Maya wiped down the counter and glanced at the clock. Twenty minutes until the dinner rush would commence, and she still hadn't prepped the specials board.
She'd been working at the waterfront restaurant for three years now, ever since she'd drained her savings to enroll in culinary school. Every dollar she'd set aside through high school had gone toward tuition, and she didn't regret a single cent of it.
Tonight's feature was a salmon dish with whipped cream cheese and a generous spoonful of roe folded gently on top. The tiny orange pearls gleamed under the kitchen lights. She'd practiced the plating a dozen times, wanting it to look effortless by the time real plates went out to real tables.
Her chef, Marcus, had told her early on that patience was a prerequisite for anyone hoping to run their own kitchen someday. You couldn't skip the years of grunt work, the burned sauces, the humbling feedback. You had to earn the confidence that came with repetition.
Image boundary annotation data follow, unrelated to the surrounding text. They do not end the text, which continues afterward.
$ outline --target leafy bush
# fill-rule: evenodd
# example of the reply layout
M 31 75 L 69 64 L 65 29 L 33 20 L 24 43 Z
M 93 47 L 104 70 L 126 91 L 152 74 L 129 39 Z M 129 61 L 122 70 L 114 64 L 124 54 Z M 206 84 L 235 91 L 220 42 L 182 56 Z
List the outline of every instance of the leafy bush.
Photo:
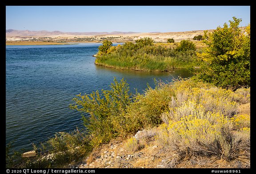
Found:
M 250 116 L 239 115 L 238 109 L 242 97 L 249 94 L 237 100 L 237 94 L 231 90 L 196 86 L 191 80 L 173 84 L 169 110 L 161 114 L 164 123 L 158 144 L 176 151 L 179 160 L 192 156 L 228 162 L 239 159 L 241 152 L 250 149 Z
M 203 41 L 208 47 L 197 54 L 205 62 L 198 78 L 204 81 L 236 90 L 250 85 L 250 27 L 246 34 L 239 28 L 241 19 L 233 17 L 223 27 L 218 27 L 212 33 L 205 32 Z
M 108 50 L 112 46 L 112 42 L 108 40 L 105 40 L 102 43 L 103 45 L 99 46 L 98 50 L 99 51 L 106 54 L 108 53 Z
M 186 51 L 188 50 L 195 51 L 196 49 L 196 45 L 193 42 L 188 40 L 182 40 L 180 43 L 180 45 L 176 47 L 177 51 Z
M 135 42 L 140 48 L 147 46 L 152 46 L 154 43 L 154 40 L 149 37 L 145 37 L 136 40 Z
M 110 85 L 110 90 L 93 92 L 90 94 L 76 95 L 73 100 L 75 105 L 71 104 L 71 109 L 89 116 L 82 115 L 82 119 L 88 133 L 92 136 L 93 147 L 109 142 L 121 132 L 126 132 L 126 125 L 129 121 L 124 117 L 127 107 L 132 99 L 128 84 L 123 79 L 118 82 L 116 78 Z
M 202 35 L 198 35 L 198 36 L 194 36 L 193 40 L 201 40 L 203 39 L 203 36 Z

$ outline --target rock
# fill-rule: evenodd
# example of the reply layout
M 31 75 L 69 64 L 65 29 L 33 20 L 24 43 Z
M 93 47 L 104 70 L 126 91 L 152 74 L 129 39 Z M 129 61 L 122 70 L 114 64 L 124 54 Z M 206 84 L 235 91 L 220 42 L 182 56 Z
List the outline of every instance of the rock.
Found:
M 36 151 L 29 151 L 22 154 L 21 156 L 22 157 L 32 157 L 36 156 Z
M 156 168 L 166 168 L 165 166 L 164 165 L 157 165 L 156 166 Z

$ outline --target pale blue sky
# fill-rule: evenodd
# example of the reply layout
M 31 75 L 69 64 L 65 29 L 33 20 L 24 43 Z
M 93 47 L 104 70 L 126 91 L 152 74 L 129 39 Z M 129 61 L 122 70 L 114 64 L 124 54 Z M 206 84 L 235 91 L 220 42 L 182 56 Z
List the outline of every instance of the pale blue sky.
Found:
M 250 6 L 7 6 L 6 29 L 64 32 L 177 32 L 215 29 Z

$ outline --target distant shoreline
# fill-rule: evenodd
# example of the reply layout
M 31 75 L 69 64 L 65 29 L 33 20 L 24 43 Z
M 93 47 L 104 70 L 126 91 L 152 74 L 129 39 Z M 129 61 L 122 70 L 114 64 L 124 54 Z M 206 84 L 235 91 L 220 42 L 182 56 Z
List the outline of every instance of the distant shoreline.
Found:
M 76 43 L 57 42 L 43 41 L 8 41 L 5 42 L 5 45 L 71 45 Z

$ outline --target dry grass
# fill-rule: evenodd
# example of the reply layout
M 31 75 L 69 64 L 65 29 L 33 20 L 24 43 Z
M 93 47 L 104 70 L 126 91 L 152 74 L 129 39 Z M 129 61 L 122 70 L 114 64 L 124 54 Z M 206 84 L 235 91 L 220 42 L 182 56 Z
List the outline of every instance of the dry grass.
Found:
M 69 45 L 74 44 L 75 43 L 43 41 L 8 41 L 5 42 L 5 45 Z

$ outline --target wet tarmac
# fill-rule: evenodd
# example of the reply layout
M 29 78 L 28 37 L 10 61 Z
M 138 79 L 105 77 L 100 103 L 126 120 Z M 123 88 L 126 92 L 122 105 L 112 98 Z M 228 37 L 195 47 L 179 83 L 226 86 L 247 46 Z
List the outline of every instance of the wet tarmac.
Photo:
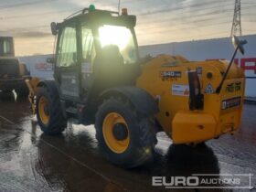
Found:
M 154 162 L 126 170 L 102 157 L 93 126 L 69 124 L 62 135 L 48 136 L 31 115 L 28 101 L 5 99 L 0 101 L 0 191 L 183 191 L 153 187 L 152 176 L 193 174 L 251 174 L 255 187 L 255 113 L 256 105 L 246 104 L 235 135 L 197 147 L 174 145 L 159 133 Z M 219 190 L 244 191 L 208 189 Z

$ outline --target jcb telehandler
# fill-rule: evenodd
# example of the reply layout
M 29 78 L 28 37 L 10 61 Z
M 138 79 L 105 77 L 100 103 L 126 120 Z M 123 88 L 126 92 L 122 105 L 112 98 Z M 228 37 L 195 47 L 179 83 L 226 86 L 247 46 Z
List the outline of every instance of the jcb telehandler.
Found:
M 52 23 L 54 80 L 27 81 L 41 130 L 62 133 L 67 122 L 95 124 L 100 148 L 123 167 L 152 156 L 156 133 L 174 144 L 198 144 L 239 127 L 245 78 L 233 59 L 190 62 L 181 56 L 140 59 L 135 16 L 93 5 Z

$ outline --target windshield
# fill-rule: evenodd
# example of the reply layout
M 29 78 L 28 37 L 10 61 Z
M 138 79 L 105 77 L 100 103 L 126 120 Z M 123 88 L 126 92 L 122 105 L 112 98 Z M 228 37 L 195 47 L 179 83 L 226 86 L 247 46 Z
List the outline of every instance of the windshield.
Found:
M 123 58 L 124 64 L 134 63 L 137 52 L 132 31 L 125 27 L 104 25 L 99 27 L 101 48 L 115 45 Z

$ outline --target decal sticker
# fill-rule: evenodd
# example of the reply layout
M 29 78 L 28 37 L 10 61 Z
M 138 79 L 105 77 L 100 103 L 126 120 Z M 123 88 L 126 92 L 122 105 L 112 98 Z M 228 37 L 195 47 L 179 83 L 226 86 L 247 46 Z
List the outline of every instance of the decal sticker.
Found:
M 188 85 L 172 85 L 172 95 L 177 96 L 189 96 L 189 86 Z
M 241 103 L 241 97 L 235 97 L 222 101 L 222 110 L 240 106 Z
M 212 85 L 210 83 L 208 84 L 205 93 L 212 94 L 214 92 Z
M 81 63 L 82 73 L 92 73 L 92 67 L 91 63 Z
M 227 85 L 226 91 L 227 92 L 234 92 L 240 91 L 240 84 L 241 82 L 235 82 Z
M 181 71 L 161 71 L 162 80 L 171 80 L 172 79 L 181 78 Z

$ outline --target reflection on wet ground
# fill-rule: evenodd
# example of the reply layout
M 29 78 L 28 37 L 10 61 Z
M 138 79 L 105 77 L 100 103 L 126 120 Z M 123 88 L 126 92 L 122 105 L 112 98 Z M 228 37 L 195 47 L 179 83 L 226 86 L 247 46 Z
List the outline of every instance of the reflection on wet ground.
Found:
M 196 148 L 172 144 L 160 133 L 155 161 L 125 170 L 101 155 L 93 126 L 69 124 L 62 135 L 48 136 L 27 101 L 0 101 L 0 191 L 165 191 L 152 187 L 152 176 L 255 176 L 255 105 L 246 105 L 239 133 Z

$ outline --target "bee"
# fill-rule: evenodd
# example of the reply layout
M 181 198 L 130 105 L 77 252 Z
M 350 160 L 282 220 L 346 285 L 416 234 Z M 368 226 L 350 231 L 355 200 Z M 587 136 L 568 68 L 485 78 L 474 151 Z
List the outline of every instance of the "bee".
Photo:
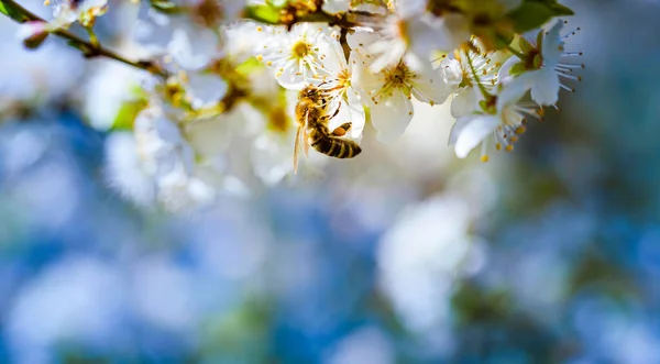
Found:
M 362 152 L 358 143 L 342 139 L 351 130 L 351 123 L 346 122 L 336 128 L 332 132 L 328 128 L 330 120 L 339 113 L 341 103 L 329 114 L 328 107 L 330 96 L 314 86 L 307 86 L 298 95 L 296 106 L 296 144 L 294 146 L 294 173 L 298 172 L 298 153 L 301 147 L 305 155 L 309 153 L 309 145 L 317 152 L 336 158 L 352 158 Z

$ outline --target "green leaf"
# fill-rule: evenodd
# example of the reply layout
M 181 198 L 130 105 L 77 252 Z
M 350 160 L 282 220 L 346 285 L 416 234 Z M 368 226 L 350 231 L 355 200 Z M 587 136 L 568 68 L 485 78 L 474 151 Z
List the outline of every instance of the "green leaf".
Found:
M 513 76 L 517 76 L 517 75 L 522 74 L 527 69 L 525 69 L 525 64 L 522 62 L 518 62 L 517 64 L 512 66 L 512 68 L 509 69 L 509 74 Z
M 150 4 L 153 9 L 166 14 L 176 14 L 182 11 L 176 3 L 169 0 L 151 0 Z
M 245 18 L 265 24 L 277 24 L 279 22 L 279 9 L 273 5 L 250 5 L 245 9 Z
M 518 33 L 540 27 L 556 16 L 572 15 L 573 11 L 556 0 L 526 0 L 507 14 Z
M 138 118 L 140 111 L 146 108 L 146 106 L 147 101 L 142 99 L 125 101 L 119 109 L 119 112 L 117 113 L 117 117 L 114 118 L 110 130 L 133 130 L 133 123 L 135 122 L 135 118 Z
M 0 12 L 19 23 L 31 20 L 31 18 L 23 12 L 23 8 L 16 5 L 13 1 L 0 0 Z

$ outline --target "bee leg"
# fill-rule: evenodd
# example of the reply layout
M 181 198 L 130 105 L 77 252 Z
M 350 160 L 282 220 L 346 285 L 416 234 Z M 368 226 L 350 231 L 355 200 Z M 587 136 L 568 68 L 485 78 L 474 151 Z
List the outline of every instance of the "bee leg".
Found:
M 339 101 L 339 106 L 337 107 L 337 110 L 334 110 L 334 113 L 332 114 L 332 117 L 330 117 L 330 119 L 334 119 L 334 117 L 337 117 L 337 114 L 339 113 L 339 109 L 341 109 L 341 101 Z
M 351 125 L 352 125 L 352 124 L 353 124 L 353 123 L 351 123 L 351 122 L 344 122 L 343 124 L 341 124 L 341 125 L 337 126 L 337 128 L 336 128 L 336 129 L 332 131 L 332 134 L 333 134 L 334 136 L 344 136 L 344 135 L 345 135 L 345 134 L 349 132 L 349 130 L 351 130 Z

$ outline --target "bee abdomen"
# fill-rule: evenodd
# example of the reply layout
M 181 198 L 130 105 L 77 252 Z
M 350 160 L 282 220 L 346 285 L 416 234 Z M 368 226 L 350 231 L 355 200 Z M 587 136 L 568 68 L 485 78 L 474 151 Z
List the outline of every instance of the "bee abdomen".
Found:
M 311 146 L 317 152 L 336 158 L 352 158 L 362 152 L 358 143 L 343 140 L 336 136 L 319 135 L 315 140 L 310 140 Z

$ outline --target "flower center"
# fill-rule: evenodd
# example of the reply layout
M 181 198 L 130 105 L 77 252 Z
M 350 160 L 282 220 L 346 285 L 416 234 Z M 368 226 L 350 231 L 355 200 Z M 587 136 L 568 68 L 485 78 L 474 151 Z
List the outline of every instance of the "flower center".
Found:
M 339 86 L 342 89 L 351 87 L 351 73 L 348 68 L 342 69 L 337 76 L 337 79 L 339 80 Z
M 305 41 L 298 41 L 292 47 L 294 57 L 297 59 L 305 58 L 309 54 L 309 46 Z
M 395 67 L 389 67 L 385 70 L 385 79 L 392 87 L 400 87 L 410 79 L 413 73 L 408 69 L 405 63 L 399 62 Z

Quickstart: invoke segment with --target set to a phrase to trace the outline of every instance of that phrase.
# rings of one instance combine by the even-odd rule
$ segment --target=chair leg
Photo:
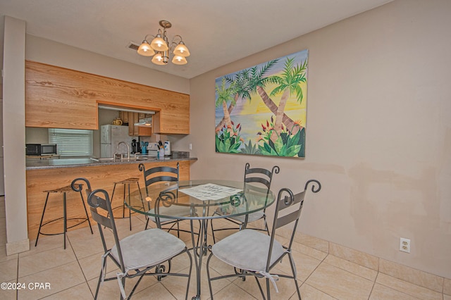
[[[66,233],[68,231],[68,216],[67,216],[67,211],[66,211],[66,192],[63,193],[63,210],[64,211],[64,249],[66,249]]]
[[[114,192],[116,192],[116,183],[114,184],[114,187],[113,187],[113,192],[111,193],[111,198],[110,198],[110,204],[113,204],[113,197],[114,196]],[[106,214],[106,218],[109,216],[109,213]],[[112,215],[114,218],[114,215]]]
[[[263,289],[261,288],[261,285],[260,285],[260,282],[259,281],[259,278],[257,277],[257,276],[254,276],[254,278],[255,278],[255,280],[257,281],[257,284],[259,286],[259,289],[260,289],[260,293],[261,293],[261,296],[263,297],[262,299],[265,299],[265,293],[264,292],[263,292]]]
[[[214,229],[213,229],[213,219],[210,220],[210,225],[211,226],[211,235],[213,236],[213,244],[216,244],[216,239],[214,237]]]
[[[295,264],[295,261],[291,255],[291,252],[288,252],[288,260],[290,261],[290,266],[291,267],[291,272],[293,273],[293,280],[295,280],[295,285],[296,286],[296,292],[297,292],[297,296],[299,300],[301,299],[301,292],[299,290],[299,287],[297,285],[297,280],[296,280],[297,274],[296,274],[296,265]]]
[[[102,270],[100,271],[100,276],[99,276],[99,281],[97,282],[97,288],[96,289],[96,294],[94,296],[94,299],[97,299],[97,296],[99,295],[99,289],[100,289],[100,283],[101,282],[102,272],[103,272],[103,268],[102,268]]]
[[[131,206],[132,202],[130,200],[130,183],[128,185],[128,205]],[[124,194],[125,193],[125,185],[124,185]],[[124,205],[125,203],[125,194],[124,194]],[[129,208],[128,209],[128,222],[130,223],[130,230],[132,231],[132,209]]]
[[[266,215],[265,214],[263,215],[263,222],[265,225],[265,230],[266,230],[266,233],[268,235],[271,235],[269,234],[269,228],[268,228],[268,223],[266,222]]]
[[[268,294],[268,298],[266,298],[268,300],[271,300],[271,289],[269,288],[269,285],[271,285],[271,282],[269,282],[269,279],[266,278],[266,293]]]
[[[91,221],[89,220],[89,215],[87,215],[87,210],[86,209],[86,204],[85,204],[85,199],[83,199],[83,193],[82,193],[82,191],[80,191],[80,196],[82,198],[82,203],[83,204],[83,208],[85,208],[85,213],[86,213],[86,219],[87,220],[87,223],[89,225],[89,229],[91,230],[91,235],[94,235],[94,232],[92,231],[92,227],[91,226]]]
[[[196,254],[194,254],[196,255]],[[210,276],[210,258],[213,256],[213,254],[211,253],[208,259],[206,260],[206,277],[209,280],[209,288],[210,289],[210,299],[213,300],[213,289],[211,289],[211,277]]]
[[[44,204],[44,209],[42,210],[42,215],[41,216],[41,222],[39,223],[39,229],[37,230],[37,237],[36,237],[36,242],[35,246],[37,245],[37,239],[39,238],[41,234],[41,227],[42,227],[42,220],[44,220],[44,214],[45,213],[45,208],[47,206],[47,201],[49,200],[49,195],[50,193],[47,193],[47,196],[45,199],[45,203]]]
That's why the news from this afternoon had rattled her so pleasantly. A consortium of local restaurant owners and culinary investors was launching a mentorship program for emerging chefs, and Marcus had submitted her name without telling her.
She found out through a voicemail she'd listened to twice in the walk-in freezer, her breath fogging in the cold air.
She set down the rag and smiled at the specials board. She'd write it up neatly, feed the dinner crowd, and figure out the rest tomorrow. For now, there was work to do.